The cross-sectional average length of healthy life (HCAL): a measure that summarizes the history of cohort health and mortality


Healthy life years have superseded life expectancy (LE) as the most important indicator for population health. The most common approach to separate the total number of life years into those spent in good and poor health is the Sullivan method which incorporates the health dimension to the classic period life table, thus transforming the LE indicator into the health expectancy (HE) indicator. However, life years derived from a period life table and health prevalence derived from survey data are based on different conceptual frameworks. We modify the Sullivan method by combining the health prevalence data with the conceptually better fitting cross-sectional average length of life (CAL). We refer to this alternative HE indicator as the “cross-sectional average length of healthy life” (HCAL). We compare results from this alternative indicator with the conventional Sullivan approach for nine European countries. The analyses are based on EU-SILC data in three empirical applications, including the absolute and relative level of healthy life years, changes between 2008 and 2014, and the extent of the gender gap. HCAL and conventional HE differ in each of these empirical applications. In general, HCAL provides larger gains in healthy life years in recent years, but at the same time greater declines in the proportion of healthy life years. Regarding the gender gap, HCAL provides a more favourable picture for women compared to conventional HE. Nonetheless, the extent of these differences between the indicators is only of minor extent.
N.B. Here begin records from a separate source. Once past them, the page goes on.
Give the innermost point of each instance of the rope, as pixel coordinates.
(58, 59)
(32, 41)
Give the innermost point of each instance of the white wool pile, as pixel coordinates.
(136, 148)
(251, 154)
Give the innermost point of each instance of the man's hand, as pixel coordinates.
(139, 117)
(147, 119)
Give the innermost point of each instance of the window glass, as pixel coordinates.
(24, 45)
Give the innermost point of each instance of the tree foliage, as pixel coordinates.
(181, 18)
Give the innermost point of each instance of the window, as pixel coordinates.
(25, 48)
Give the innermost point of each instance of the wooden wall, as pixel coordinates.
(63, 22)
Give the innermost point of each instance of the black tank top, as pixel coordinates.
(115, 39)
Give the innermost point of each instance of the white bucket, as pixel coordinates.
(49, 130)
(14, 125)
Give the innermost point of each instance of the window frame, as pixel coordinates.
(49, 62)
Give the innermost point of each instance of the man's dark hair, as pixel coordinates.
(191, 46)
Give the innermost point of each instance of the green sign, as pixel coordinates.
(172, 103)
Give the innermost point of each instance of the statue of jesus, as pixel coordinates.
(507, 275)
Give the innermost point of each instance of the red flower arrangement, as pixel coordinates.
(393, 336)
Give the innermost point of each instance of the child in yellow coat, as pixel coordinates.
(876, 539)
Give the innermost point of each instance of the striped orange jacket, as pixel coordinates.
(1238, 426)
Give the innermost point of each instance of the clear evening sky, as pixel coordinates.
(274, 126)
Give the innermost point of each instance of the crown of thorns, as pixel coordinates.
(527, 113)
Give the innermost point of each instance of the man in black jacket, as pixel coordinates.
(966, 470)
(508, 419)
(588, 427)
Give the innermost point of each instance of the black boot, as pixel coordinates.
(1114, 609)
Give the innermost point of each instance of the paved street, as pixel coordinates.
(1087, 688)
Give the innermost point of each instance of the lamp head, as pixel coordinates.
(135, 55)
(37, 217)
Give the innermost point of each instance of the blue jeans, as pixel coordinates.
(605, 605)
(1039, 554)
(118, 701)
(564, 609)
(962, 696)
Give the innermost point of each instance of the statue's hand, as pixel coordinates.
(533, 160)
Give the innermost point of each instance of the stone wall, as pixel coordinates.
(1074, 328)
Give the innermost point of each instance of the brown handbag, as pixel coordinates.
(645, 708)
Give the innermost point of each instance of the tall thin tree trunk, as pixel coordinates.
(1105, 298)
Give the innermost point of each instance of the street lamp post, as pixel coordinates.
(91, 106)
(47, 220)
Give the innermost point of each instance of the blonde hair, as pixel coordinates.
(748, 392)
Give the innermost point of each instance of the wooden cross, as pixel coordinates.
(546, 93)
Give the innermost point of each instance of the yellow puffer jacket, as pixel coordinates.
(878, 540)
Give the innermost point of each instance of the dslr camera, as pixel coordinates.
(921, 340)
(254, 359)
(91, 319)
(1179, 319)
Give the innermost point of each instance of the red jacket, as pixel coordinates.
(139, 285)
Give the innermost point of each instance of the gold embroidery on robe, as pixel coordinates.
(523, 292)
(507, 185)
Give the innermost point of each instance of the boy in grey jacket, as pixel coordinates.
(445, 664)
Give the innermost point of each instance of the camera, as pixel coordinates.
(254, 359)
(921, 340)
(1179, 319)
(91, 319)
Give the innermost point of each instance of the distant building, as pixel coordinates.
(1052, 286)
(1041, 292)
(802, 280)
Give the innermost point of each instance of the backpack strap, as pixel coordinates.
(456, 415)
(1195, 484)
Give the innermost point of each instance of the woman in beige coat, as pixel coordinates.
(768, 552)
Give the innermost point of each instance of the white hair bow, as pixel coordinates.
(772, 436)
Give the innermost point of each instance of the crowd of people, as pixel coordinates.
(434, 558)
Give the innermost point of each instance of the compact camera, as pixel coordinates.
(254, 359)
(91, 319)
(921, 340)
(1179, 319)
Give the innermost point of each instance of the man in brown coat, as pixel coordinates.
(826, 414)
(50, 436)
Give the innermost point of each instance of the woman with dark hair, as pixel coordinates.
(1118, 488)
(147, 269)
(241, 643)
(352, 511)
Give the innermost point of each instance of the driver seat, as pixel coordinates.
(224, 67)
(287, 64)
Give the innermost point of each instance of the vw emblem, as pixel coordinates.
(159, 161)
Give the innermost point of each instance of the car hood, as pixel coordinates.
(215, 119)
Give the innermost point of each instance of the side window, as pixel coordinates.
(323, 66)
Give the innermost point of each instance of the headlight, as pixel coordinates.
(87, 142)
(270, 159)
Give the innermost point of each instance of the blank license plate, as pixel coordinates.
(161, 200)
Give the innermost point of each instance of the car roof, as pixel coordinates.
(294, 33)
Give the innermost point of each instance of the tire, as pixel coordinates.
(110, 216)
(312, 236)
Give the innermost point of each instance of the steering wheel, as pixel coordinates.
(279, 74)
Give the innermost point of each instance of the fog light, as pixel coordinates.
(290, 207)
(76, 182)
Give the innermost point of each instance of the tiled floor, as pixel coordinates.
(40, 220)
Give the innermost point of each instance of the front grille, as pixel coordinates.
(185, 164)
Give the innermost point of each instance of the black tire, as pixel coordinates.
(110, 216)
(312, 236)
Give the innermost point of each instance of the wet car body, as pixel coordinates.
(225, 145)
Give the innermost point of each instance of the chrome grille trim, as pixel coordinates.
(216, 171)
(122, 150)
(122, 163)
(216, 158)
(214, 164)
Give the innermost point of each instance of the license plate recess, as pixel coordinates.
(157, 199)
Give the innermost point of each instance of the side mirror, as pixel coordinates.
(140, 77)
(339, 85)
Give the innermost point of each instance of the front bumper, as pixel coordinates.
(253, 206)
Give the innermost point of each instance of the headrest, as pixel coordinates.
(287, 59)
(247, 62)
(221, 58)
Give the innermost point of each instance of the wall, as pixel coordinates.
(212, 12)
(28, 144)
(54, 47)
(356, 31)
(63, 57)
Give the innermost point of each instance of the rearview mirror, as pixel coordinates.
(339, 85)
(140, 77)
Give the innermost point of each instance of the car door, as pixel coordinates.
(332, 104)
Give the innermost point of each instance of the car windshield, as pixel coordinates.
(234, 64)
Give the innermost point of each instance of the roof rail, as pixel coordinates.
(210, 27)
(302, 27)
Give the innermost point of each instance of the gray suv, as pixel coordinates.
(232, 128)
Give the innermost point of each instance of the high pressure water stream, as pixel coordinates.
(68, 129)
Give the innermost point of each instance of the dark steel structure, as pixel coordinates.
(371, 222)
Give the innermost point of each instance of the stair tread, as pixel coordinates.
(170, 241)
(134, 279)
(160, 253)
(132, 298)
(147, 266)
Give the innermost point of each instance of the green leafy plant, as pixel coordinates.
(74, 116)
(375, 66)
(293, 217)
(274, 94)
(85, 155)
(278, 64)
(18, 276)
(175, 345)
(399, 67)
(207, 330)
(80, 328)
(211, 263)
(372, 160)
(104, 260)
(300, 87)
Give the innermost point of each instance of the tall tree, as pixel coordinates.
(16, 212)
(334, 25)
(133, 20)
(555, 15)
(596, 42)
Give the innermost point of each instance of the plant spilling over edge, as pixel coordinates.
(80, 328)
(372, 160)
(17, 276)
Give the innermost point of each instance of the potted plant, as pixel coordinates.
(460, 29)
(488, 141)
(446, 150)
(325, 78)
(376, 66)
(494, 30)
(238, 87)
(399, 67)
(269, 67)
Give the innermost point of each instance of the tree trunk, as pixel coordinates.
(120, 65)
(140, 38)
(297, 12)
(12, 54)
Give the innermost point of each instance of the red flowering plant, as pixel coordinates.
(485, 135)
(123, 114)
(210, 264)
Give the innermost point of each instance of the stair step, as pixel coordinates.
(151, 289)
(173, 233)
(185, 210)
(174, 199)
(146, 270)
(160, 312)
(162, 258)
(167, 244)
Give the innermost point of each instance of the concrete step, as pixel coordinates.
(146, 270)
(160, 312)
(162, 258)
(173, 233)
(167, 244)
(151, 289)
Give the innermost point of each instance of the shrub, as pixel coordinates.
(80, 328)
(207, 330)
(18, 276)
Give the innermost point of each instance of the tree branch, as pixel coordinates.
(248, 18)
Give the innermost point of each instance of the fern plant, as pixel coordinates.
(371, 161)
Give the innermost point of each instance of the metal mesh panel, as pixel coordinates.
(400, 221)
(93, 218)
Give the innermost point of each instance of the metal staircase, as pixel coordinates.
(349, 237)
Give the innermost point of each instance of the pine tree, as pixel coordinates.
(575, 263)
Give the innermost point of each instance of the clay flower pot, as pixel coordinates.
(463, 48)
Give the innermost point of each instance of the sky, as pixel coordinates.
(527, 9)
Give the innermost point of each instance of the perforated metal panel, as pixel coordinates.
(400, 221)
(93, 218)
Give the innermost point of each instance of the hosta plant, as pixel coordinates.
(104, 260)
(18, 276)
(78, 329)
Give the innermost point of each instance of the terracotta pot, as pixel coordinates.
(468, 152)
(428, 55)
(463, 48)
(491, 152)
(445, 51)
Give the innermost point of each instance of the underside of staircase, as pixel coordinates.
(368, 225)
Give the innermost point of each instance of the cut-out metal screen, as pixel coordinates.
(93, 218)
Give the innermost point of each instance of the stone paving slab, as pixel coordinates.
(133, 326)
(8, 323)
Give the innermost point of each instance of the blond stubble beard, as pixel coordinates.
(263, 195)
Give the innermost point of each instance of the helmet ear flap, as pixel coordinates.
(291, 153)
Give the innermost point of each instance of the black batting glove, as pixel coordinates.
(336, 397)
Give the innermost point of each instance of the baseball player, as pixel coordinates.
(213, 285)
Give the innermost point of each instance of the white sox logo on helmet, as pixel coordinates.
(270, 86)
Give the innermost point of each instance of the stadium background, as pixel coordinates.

Albeit the differences between HE and HCAL are small, we found some empirical examples in which the two indicators led to different conclusions. It is important to note, however, that the measurement of health and the data quality are much more important for the healthy life years indicator than the choice of the variant of the Sullivan method. Nonetheless, we suggest to use HCAL in addition to HE whenever possible because it widens the spectrum of empirical analyses and serves for verification of results based on the highly sensitive HE indicator.

Population Health Metrics:18(21), 1–17.